China Reads to Investment
Offshoring
·
Jiaxing,
a city in eastern China’s Zhejiang province, says it is ‘crucial to remain vigilant
regarding the risk of leading enterprises relocating’
A
prosperous city in one of China’s regional manufacturing powerhouse
has underlined the need to retain investment locally to counter the rising momentum
of offshoring, while also warning of the risks of “hollowing out.”
A
report from Nanhu district in Jiaxing, a city in eastern
China’s Zhejiang province, called for a holistic survey into flagship local enterprises
about their investment intent.
It
also urged for more precise and targeted support to encourage firms with overseas
investment plans in the next three years to prioritise local development.
“In
the short term, it is crucial to remain vigilant regarding the risk of leading enterprises
relocating,” said the report published in the August issue of Zhejiang Economy,
a magazine affiliated with the provincial Development and Reform Commission.
“Currently,
key industries in Nanhu district have not yet formed complete
industrial chains or upstream core drivers. Some sectors face a dominance by a single
enterprise, making it difficult with the dual pressures of manufacturing investment
outflows and capacity reductions from leading firms.
“Some
new service industries in Nanhu are heavily dependent
on related manufacturing sectors, and as both upstream and downstream industries
contract, there is a pressing need to pay close attention to the dangers of industrial
‘hollowing out’.”
So-called
hollowing out refers to the disappearance of a manufacturing sector when producers
move to low-cost facilities overseas.
The
survey, led by Zhang Jian, the chairman of the Nanhu District
Political Consultative Conference in the city’s Nanhu
district, was conducted in March among 1,194 enterprises, with an additional study
focused on 65 companies that have existing foreign investments.
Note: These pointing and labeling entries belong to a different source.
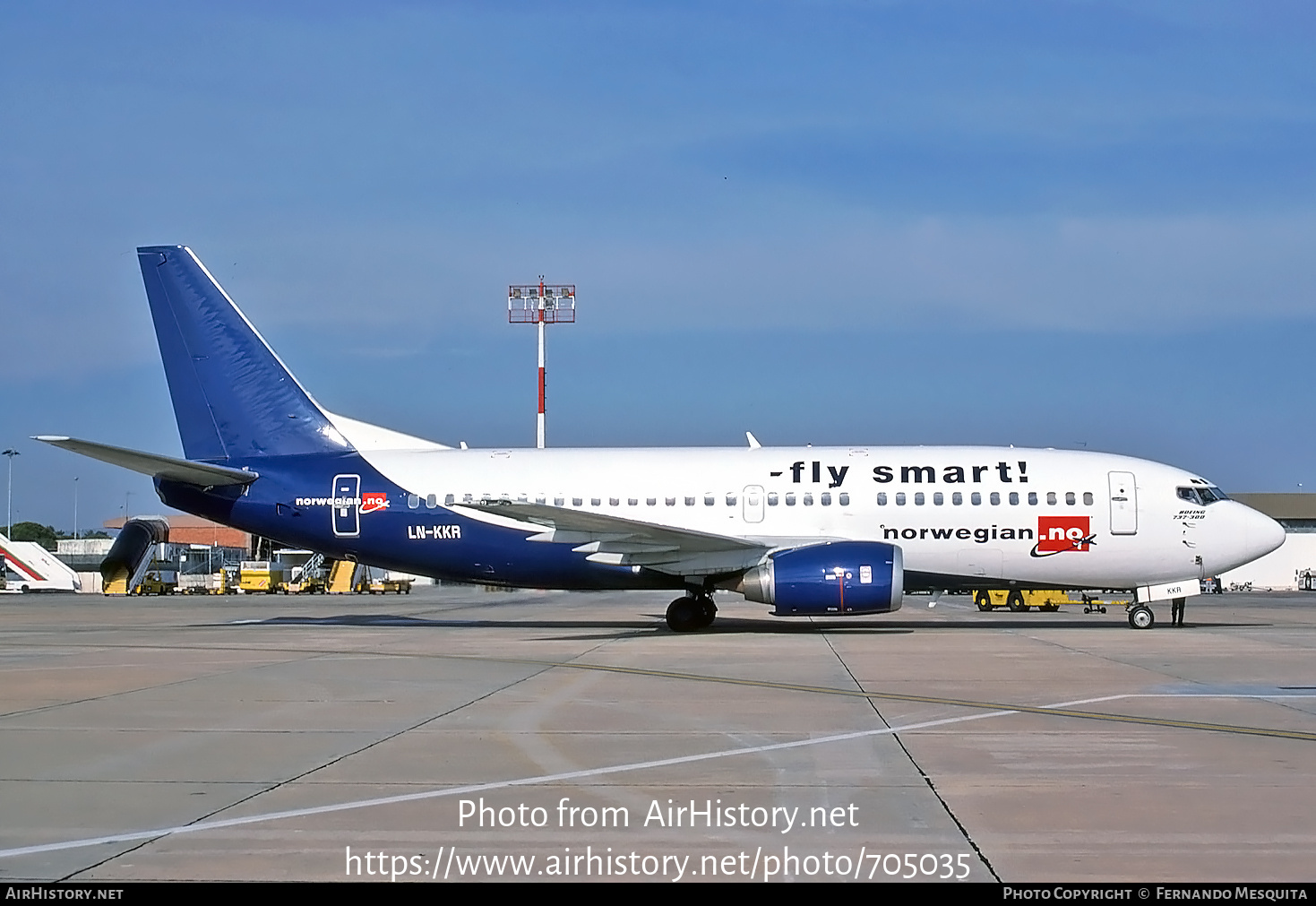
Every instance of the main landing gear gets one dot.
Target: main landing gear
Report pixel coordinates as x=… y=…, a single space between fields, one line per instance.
x=691 y=613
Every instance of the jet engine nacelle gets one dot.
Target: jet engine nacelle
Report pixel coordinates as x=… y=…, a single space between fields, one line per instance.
x=838 y=577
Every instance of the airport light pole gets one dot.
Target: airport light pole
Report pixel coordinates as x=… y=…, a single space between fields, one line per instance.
x=541 y=305
x=8 y=530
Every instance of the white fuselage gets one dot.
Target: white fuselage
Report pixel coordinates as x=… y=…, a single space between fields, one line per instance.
x=1030 y=515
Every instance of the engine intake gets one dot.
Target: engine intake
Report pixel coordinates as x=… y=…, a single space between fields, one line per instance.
x=838 y=577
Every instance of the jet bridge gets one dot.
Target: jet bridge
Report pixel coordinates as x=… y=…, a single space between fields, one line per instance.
x=132 y=556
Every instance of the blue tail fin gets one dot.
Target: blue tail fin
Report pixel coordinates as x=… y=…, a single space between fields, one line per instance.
x=232 y=395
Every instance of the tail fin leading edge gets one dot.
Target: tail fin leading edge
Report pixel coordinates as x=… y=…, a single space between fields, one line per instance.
x=232 y=395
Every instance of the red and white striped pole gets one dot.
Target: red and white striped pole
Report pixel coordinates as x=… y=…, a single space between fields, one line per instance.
x=541 y=305
x=540 y=434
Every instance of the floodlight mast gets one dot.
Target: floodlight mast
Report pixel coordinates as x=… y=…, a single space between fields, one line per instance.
x=541 y=303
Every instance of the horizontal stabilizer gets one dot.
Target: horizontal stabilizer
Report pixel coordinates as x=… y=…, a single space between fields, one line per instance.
x=154 y=465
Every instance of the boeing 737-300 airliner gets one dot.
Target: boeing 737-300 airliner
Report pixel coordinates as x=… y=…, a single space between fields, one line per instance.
x=810 y=531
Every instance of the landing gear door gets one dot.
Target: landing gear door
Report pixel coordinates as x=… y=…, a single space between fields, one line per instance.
x=753 y=504
x=347 y=513
x=1124 y=504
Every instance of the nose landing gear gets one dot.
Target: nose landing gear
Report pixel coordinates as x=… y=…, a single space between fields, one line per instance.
x=691 y=613
x=1141 y=617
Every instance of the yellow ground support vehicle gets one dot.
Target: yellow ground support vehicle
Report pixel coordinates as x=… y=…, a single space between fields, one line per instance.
x=153 y=583
x=386 y=586
x=1046 y=600
x=261 y=575
x=341 y=573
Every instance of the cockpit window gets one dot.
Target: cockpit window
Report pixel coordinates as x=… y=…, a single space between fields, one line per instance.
x=1201 y=496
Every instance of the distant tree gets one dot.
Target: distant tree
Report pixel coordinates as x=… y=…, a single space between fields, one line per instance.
x=42 y=535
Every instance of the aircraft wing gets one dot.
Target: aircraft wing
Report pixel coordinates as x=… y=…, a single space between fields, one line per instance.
x=153 y=463
x=626 y=541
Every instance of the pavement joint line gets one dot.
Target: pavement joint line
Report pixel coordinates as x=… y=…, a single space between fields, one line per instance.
x=1058 y=710
x=128 y=836
x=641 y=765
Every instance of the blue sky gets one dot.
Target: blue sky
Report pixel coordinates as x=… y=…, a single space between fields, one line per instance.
x=1053 y=224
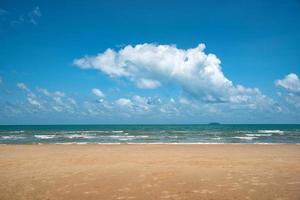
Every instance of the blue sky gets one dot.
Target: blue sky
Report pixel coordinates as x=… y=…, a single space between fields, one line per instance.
x=149 y=62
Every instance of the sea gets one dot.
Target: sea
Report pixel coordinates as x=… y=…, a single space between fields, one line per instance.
x=151 y=134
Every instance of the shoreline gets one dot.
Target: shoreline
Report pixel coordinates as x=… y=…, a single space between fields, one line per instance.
x=179 y=144
x=138 y=171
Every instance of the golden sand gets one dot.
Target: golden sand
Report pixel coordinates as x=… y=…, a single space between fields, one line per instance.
x=150 y=172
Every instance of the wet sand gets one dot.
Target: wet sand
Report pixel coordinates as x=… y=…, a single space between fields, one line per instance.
x=145 y=172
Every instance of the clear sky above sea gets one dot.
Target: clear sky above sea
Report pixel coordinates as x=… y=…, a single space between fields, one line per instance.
x=149 y=61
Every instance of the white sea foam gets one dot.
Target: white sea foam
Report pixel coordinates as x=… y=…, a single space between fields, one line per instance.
x=117 y=131
x=259 y=135
x=245 y=138
x=44 y=137
x=21 y=131
x=12 y=137
x=74 y=136
x=271 y=131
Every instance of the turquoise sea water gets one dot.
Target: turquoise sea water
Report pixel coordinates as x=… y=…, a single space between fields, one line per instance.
x=82 y=134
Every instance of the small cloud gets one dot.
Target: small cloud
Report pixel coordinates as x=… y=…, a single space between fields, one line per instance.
x=124 y=102
x=22 y=86
x=29 y=17
x=3 y=12
x=98 y=92
x=290 y=82
x=34 y=15
x=144 y=83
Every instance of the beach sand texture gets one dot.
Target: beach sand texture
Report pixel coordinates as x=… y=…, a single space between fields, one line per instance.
x=144 y=172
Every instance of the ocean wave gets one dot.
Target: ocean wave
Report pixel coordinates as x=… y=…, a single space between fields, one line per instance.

Nanhu district is the main urban area of Jiaxing
city, and it has a highly industrialised manufacturing sector worth tens of billions
of yuan.
The
report came as China’s position as the so-called world’s factory has been threatened
by a growing trend of industrial relocation amid its transitions toward higher value-added
industries, while companies offshore production and investments
in response to rising labour costs and geopolitical tensions.
In
the meantime, China risks losing its manufacturing edge and fragmenting its supply
chains, while the economy could also face instability and exacerbated unemployment.
“Disorderly
outbound investments, particularly by key manufacturing enterprises, will have a
significant impact on the economic stability of Nanhu
district,” the survey said.
Since
2016, 70 companies have ventured into overseas markets, amassing US$5.79 billion
in investments, with manufacturing alone accounting for 30.7 per cent, the survey
said.
A
third of the enterprises in the Nanhu district with overseas
interests primarily invest in Southeast Asian countries like Vietnam and Indonesia,
focusing on low-end manufacturing, particularly in industries such as computing,
communication and other electronic equipment manufacturing, as well as chemical
raw materials.
Investments
in mid- to high-end technology-intensive manufacturing are directed toward the United
States and Europe to establish research and development technology centres and collaborate
with local partners to acquire advanced technologies, “due to the Biden administration’s
focus on curbing China’s chip and semiconductor industries”, Zhang said.
The
US has imposed export controls on China’s access to cutting-edge computer chips
and manufacturing equipment amid an ongoing tech war.
Some
telecommunications equipment manufacturers have also offshored to Mexico to reduce
the impact of the US tariffs and supply chain restrictions.
Other
companies like Wingtech Technology, a partially state-owned
semiconductor and communications product company based in Jiaxing and listed on
the Shanghai Stock Exchange, have also invested 1.7 billion yuan (US$242 million)
in India, doubling its global share.
Zhang
said that the outbound investment made by local enterprises are an inevitable consequence
of the market economy, and the only way to realise industrial upgrades, but that
it could also harm global competitiveness.
“For
key industries, headquarters enterprises, and those with strong development potential
that express further outbound investment intentions, every effort should be made
to help them overcome difficulties and provide maximum support for various resources
to ensure that enterprises invest funds and increase capacity in Nanhu,” the report said.
Local
departments, such as development and reform, economic and information technology,
commerce and natural resources planning, should propose more precise, effective
and operationally feasible resource guarantee policies, the report added.
“Estimates
suggest that foreign investments and capacity relocations will impact the industrial
output growth rate in Nanhu district by 2 to 3.5 percentage
points this year,” the report said.
In
2023, exports of labour-intensive products from Nanhu
district to the US dropped by 7.3 per cent, while shipments to Europe and Japan
decreased by 4.4 per cent, and 6.1 per cent, respectively, the survey said.